Most fruit trees, including apples, peaches, cherries, figs, and persimmons, require at least six full hours of direct sun to produce sweet crops. Fruit trees also require soil with excellent drainage. Working organic compost into the soil before planting can increase drainage and also provide needed nutrients. If you select a planting location on a slope, the trees have the advantage of warm air rising.

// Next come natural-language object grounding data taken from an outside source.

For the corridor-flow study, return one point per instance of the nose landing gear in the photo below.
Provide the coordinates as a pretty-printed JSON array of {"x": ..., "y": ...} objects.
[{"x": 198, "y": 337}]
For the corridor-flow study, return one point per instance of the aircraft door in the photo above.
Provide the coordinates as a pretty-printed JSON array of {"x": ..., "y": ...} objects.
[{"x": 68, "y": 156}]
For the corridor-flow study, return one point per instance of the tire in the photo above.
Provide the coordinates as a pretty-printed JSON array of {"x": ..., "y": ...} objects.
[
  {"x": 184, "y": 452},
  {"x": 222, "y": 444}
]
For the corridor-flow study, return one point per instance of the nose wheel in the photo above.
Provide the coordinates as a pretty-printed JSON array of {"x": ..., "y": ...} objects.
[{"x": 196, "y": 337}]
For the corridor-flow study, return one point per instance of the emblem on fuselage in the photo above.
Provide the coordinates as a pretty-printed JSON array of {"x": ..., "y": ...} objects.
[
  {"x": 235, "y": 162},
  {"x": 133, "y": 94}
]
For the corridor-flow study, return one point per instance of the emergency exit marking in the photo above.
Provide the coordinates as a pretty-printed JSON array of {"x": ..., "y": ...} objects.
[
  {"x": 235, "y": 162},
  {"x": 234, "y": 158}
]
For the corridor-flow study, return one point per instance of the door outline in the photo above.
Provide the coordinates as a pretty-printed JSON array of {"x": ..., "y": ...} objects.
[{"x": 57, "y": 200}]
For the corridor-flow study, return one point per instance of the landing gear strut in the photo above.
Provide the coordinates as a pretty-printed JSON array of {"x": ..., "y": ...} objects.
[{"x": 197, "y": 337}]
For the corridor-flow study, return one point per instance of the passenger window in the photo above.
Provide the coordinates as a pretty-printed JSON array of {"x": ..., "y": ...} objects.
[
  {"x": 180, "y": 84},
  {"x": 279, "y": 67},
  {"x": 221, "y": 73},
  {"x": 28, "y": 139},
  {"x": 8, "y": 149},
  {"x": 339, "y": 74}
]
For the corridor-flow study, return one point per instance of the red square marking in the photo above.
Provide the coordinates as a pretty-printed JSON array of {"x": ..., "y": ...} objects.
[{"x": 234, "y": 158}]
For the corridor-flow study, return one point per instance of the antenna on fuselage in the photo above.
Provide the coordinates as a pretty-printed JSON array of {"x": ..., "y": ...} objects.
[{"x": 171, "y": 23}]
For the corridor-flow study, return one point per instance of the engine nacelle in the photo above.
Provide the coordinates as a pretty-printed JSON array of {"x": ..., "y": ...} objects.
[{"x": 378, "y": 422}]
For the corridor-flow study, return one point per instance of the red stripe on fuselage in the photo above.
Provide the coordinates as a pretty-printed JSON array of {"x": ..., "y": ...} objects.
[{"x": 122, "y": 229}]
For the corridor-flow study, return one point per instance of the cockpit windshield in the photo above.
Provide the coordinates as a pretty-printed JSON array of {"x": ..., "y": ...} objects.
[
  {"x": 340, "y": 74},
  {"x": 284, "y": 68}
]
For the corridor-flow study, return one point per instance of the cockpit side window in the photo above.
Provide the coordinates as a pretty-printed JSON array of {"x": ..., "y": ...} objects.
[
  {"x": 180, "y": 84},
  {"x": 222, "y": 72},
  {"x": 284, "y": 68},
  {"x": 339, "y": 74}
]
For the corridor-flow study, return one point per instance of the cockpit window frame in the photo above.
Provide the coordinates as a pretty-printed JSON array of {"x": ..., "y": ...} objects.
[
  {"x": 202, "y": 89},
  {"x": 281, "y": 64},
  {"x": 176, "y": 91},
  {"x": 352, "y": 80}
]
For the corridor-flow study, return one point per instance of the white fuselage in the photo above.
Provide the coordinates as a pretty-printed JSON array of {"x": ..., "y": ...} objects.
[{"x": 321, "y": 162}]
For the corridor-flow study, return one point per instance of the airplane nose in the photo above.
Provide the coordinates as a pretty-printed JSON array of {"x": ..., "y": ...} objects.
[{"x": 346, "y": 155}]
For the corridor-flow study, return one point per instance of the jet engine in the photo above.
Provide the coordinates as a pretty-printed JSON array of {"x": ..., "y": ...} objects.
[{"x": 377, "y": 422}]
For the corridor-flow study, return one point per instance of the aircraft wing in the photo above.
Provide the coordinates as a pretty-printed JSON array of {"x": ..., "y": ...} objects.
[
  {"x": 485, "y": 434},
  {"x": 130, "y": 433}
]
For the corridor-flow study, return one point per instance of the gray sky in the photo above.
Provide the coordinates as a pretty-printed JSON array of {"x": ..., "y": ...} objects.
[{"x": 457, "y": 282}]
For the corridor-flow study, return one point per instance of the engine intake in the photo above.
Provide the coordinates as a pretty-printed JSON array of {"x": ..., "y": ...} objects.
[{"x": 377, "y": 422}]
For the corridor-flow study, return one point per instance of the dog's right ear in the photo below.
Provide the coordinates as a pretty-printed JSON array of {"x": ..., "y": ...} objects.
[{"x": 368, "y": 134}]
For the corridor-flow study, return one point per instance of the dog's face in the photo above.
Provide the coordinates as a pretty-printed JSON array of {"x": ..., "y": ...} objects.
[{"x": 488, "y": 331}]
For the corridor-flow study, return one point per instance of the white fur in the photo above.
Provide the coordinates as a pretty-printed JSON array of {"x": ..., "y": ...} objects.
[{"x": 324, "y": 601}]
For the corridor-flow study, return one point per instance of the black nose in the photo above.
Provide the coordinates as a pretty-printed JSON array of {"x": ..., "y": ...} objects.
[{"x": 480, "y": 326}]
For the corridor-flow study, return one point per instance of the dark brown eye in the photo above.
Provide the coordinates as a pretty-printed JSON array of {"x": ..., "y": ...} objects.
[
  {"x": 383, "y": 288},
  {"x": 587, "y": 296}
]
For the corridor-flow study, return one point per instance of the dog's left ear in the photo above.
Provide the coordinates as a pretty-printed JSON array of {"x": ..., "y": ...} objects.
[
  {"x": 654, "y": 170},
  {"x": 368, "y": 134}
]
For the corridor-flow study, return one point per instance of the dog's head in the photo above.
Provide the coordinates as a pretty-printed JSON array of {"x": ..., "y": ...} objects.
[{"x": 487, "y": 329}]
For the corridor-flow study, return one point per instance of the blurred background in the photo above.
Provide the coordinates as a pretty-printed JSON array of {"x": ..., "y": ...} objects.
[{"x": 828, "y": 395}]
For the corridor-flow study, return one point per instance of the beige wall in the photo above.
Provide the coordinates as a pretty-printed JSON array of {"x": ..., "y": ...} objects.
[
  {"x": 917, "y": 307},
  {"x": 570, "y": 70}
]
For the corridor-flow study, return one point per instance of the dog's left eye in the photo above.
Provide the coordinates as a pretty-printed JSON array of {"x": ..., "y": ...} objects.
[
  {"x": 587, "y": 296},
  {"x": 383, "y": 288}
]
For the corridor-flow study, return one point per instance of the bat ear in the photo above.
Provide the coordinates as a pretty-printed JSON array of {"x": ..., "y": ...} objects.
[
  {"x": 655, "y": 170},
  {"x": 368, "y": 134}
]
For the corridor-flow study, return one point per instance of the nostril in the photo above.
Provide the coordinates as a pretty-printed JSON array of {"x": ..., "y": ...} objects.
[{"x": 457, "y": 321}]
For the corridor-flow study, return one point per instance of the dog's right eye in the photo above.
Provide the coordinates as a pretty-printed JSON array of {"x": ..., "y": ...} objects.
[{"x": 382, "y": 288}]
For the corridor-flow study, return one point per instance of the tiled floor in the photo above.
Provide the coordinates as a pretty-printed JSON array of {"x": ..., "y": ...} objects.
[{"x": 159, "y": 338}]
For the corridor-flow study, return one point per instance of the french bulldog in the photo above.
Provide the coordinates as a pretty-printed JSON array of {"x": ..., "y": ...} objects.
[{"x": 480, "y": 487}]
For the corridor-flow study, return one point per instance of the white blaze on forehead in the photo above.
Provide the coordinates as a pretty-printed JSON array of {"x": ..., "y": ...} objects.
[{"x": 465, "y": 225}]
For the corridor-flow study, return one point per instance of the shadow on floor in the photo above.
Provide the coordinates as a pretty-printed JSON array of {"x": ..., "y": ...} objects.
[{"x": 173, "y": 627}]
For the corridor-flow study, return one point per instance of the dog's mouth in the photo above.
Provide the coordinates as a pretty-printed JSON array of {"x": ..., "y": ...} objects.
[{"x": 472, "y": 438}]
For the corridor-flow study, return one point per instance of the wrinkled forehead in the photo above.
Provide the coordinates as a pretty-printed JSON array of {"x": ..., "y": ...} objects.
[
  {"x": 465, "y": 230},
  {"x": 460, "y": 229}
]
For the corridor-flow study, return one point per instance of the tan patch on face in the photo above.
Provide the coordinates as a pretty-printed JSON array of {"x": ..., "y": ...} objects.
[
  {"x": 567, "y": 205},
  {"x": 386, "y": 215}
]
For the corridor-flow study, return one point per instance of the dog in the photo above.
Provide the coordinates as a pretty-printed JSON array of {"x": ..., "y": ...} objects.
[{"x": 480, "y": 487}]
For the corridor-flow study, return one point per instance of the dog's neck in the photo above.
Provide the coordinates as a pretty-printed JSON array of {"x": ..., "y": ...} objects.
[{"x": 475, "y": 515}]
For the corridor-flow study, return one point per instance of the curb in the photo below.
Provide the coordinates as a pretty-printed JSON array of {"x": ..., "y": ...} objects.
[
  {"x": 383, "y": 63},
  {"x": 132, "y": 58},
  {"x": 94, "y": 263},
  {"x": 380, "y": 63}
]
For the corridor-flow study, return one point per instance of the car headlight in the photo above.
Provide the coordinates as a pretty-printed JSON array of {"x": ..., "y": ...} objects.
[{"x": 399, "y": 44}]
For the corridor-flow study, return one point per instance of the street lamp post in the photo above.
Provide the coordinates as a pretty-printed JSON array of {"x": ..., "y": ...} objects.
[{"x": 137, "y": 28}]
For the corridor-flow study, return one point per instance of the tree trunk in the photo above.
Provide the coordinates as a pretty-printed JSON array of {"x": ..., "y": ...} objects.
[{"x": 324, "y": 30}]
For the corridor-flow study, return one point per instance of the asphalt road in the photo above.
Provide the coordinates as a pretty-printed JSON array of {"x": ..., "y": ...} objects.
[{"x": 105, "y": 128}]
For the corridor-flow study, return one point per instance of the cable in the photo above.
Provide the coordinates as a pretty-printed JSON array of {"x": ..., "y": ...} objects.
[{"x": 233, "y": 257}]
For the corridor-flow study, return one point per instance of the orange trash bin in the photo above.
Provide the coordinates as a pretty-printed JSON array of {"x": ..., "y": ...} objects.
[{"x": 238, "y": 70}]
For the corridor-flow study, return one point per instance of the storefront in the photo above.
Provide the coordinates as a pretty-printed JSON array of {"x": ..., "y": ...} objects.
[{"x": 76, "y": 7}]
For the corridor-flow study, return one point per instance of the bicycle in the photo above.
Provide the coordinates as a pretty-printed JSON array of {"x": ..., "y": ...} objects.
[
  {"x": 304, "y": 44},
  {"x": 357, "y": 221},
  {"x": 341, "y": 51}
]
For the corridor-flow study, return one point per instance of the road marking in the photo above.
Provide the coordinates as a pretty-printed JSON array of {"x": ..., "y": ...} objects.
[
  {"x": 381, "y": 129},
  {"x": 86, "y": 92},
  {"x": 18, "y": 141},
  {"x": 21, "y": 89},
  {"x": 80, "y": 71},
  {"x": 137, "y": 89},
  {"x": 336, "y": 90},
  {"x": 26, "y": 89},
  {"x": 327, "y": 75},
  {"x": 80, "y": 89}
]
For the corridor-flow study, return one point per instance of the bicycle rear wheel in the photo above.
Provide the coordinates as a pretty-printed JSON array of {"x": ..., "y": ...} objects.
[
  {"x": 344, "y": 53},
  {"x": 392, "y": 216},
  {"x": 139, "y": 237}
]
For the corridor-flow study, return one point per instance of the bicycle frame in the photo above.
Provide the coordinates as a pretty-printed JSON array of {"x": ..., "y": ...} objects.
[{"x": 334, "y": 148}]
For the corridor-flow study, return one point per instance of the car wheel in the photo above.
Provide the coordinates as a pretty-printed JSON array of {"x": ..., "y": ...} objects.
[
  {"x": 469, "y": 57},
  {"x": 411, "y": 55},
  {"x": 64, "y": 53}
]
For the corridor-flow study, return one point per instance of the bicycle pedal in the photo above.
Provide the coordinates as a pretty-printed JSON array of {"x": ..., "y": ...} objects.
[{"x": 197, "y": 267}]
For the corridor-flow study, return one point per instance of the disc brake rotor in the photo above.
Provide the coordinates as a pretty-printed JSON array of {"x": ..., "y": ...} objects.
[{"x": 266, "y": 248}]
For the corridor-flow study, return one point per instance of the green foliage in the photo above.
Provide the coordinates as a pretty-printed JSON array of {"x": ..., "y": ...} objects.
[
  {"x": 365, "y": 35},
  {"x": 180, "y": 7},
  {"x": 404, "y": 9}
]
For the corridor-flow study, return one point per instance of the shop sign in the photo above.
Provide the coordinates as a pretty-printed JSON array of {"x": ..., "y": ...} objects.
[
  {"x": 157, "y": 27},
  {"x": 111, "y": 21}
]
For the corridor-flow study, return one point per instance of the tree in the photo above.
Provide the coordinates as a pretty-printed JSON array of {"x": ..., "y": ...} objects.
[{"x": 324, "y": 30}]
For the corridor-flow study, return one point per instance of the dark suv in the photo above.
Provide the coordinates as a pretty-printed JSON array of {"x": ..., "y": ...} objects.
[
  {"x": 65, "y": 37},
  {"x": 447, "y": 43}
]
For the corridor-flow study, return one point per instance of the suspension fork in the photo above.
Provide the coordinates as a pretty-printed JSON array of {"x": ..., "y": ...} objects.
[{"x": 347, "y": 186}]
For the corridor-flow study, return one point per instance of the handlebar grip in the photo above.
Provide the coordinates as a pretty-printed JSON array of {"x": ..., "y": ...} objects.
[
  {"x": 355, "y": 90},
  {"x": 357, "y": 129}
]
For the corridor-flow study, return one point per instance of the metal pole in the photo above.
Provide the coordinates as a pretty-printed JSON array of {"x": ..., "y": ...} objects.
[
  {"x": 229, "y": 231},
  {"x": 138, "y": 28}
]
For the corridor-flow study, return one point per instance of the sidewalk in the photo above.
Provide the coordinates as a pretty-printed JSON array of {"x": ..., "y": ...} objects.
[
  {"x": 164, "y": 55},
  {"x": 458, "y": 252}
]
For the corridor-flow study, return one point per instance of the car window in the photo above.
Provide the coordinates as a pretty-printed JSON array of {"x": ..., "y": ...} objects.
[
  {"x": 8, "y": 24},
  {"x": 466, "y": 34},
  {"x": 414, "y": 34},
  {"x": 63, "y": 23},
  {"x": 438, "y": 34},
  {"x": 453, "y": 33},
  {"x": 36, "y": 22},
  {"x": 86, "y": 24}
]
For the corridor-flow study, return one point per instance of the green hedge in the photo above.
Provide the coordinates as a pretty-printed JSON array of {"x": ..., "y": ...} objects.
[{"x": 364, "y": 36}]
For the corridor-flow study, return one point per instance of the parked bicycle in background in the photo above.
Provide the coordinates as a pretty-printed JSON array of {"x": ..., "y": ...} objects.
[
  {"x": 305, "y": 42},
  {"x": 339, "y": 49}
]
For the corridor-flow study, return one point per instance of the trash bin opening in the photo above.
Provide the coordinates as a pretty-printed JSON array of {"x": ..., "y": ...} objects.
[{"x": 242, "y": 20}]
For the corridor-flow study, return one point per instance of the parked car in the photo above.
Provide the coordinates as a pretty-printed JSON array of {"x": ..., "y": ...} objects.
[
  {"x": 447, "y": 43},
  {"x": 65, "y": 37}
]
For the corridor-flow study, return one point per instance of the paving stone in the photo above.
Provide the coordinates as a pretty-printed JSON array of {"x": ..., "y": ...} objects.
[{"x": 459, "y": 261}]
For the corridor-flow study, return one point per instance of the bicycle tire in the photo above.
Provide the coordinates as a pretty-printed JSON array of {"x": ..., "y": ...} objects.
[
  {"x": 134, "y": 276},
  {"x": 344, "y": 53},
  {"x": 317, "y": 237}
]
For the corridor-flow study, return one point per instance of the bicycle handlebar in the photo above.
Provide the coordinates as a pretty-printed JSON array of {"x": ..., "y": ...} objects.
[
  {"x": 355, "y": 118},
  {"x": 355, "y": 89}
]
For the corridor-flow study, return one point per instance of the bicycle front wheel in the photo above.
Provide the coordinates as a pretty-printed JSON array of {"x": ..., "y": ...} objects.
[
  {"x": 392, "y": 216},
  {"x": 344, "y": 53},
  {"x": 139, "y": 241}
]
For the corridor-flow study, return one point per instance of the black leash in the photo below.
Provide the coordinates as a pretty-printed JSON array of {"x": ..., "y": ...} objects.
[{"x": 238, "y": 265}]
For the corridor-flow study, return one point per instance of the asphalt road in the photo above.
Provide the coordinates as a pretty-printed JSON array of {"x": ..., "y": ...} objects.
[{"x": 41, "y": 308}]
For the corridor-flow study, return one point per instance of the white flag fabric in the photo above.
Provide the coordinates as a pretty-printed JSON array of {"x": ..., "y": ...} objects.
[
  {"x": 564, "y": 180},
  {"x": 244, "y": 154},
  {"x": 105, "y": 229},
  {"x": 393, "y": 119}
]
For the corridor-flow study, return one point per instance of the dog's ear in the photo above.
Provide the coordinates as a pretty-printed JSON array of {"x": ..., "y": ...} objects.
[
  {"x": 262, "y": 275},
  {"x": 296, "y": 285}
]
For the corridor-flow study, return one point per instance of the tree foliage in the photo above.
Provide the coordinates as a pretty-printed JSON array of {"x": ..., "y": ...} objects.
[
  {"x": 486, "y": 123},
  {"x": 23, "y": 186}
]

Apples, Cherries, and Peaches
Apple trees (Malus domestica) are the most popular type of fruit tree for American home orchards. Many species of apple trees need summer heat but require a cold spell to set fruit. It's important to pay attention to chilling requirements since some apples need more than zone 8 regions provide. Apple tree cultivars that thrive in zone 8 include 'Fuji,' 'Gala,' 'Granny Smith,' 'Wine Sap,' and 'Golden Delicious.' Remember that to get apples, you need at least two trees since the plants are not self-pollinating.
Sadly, for gardeners in zone 8, sweet cherry trees (Prunus avium) do not do well in any zone higher than 5. On the other hand, sour cherry trees (Prunus cerasus) — used for cooking — thrive in zone 8. The sour cherry tree 'Montmorency' is one of them, and fruits are ready for harvest in late summer.
Peach trees (Prunus persica) are self-pollinating so you'll only need one tree to get fruit. These trees have shorter chilling requirements than apples, and most common peach varieties do well in zone 8. Peach trees won't yield fruit, however, without significant summer sun. Some appropriate cultivars include 'TropicSnow,' 'ValleGrande,' 'EarliGrande' and 'TropicBeauty,' all offering a late summer or early fall harvest.
Figs and Persimmons
Most types of fig trees (Ficus carica) thrive in the warm summers and cool winters of USDA zone 8 regions, including the popular common fig. They are both cold hardy and heat tolerant. Only one fig tree is required to produce fruit.
Native persimmons (Diospyros virginiana) are common in zone 8, and it's also possible to grow varieties of the attractive Japanese persimmons (D. kaki), with red or orange fruit. Most must be eaten only after they soften, although a few cultivars, including 'Fuyu,' can be eaten while the fruit are still firm. These trees are compact and can be planted 10 feet apart.